How are the transport properties of a coherent conductor modified by its surrounding circuit? This fundamental question is also of practical importance for the engineering of composite quantum devices.
When a coherent conductor is inserted into a circuit, its conductance is reduced due to the circuit back-action in response to the granularity of charge transfers. This phenomenon, called dynamical Coulomb blockade, has been extensively studied for a tunnel junction. However, for arbitrary short coherent conductors, it is fully understood only in the limit of small conductance reductions and low-impedance surrounding circuits.
We have investigated experimentally the strong back-action regime of a linear circuit on a single electronic conduction channel of arbitrary transmission. This was achieved by using a quantum point contact (QPC) as a test-bed for coherent conductors. The QPC was embedded in an adjustable on-chip circuit of impedance comparable to the resistance quantum R_K= h/e² at microwave frequencies, leading to conductance reductions up to 90%. A capacitively coupled metallic gate was used as a switch to shunt the surrounding circuit.

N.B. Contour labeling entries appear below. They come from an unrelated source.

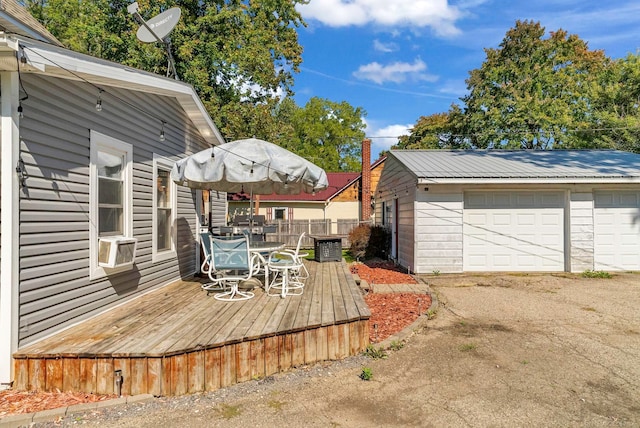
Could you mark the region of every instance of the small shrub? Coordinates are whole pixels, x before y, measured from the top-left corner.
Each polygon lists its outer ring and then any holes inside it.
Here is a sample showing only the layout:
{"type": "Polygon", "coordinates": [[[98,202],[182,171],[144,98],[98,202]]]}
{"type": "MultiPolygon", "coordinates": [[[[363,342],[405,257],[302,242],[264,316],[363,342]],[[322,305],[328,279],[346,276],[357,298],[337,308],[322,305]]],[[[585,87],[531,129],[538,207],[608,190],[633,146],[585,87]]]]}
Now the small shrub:
{"type": "Polygon", "coordinates": [[[399,340],[394,340],[393,342],[391,342],[391,345],[389,345],[389,348],[391,348],[392,351],[399,351],[403,347],[404,343],[399,340]]]}
{"type": "Polygon", "coordinates": [[[603,270],[585,270],[582,272],[583,278],[611,278],[611,274],[609,272],[603,270]]]}
{"type": "Polygon", "coordinates": [[[373,379],[373,371],[369,367],[363,367],[362,372],[360,373],[360,379],[362,380],[371,380],[373,379]]]}
{"type": "Polygon", "coordinates": [[[376,348],[373,344],[369,344],[369,346],[367,346],[367,349],[364,350],[364,355],[369,358],[373,358],[374,360],[387,358],[387,353],[384,351],[384,348],[376,348]]]}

This in-situ short-circuit technique allows us to extract the back-action signal in the most direct way, by probing the QPC conductance in presence and in absence of the circuit back-action.
Our experiment shows important deviations from calculations performed in the weak back-action framework. From our results, we propose a generalized expression for the conductance of an arbitrary single quantum channel embedded in a linear environment. The proposed expression is in good agreement with recent predictions derived for a purely ohmic environment.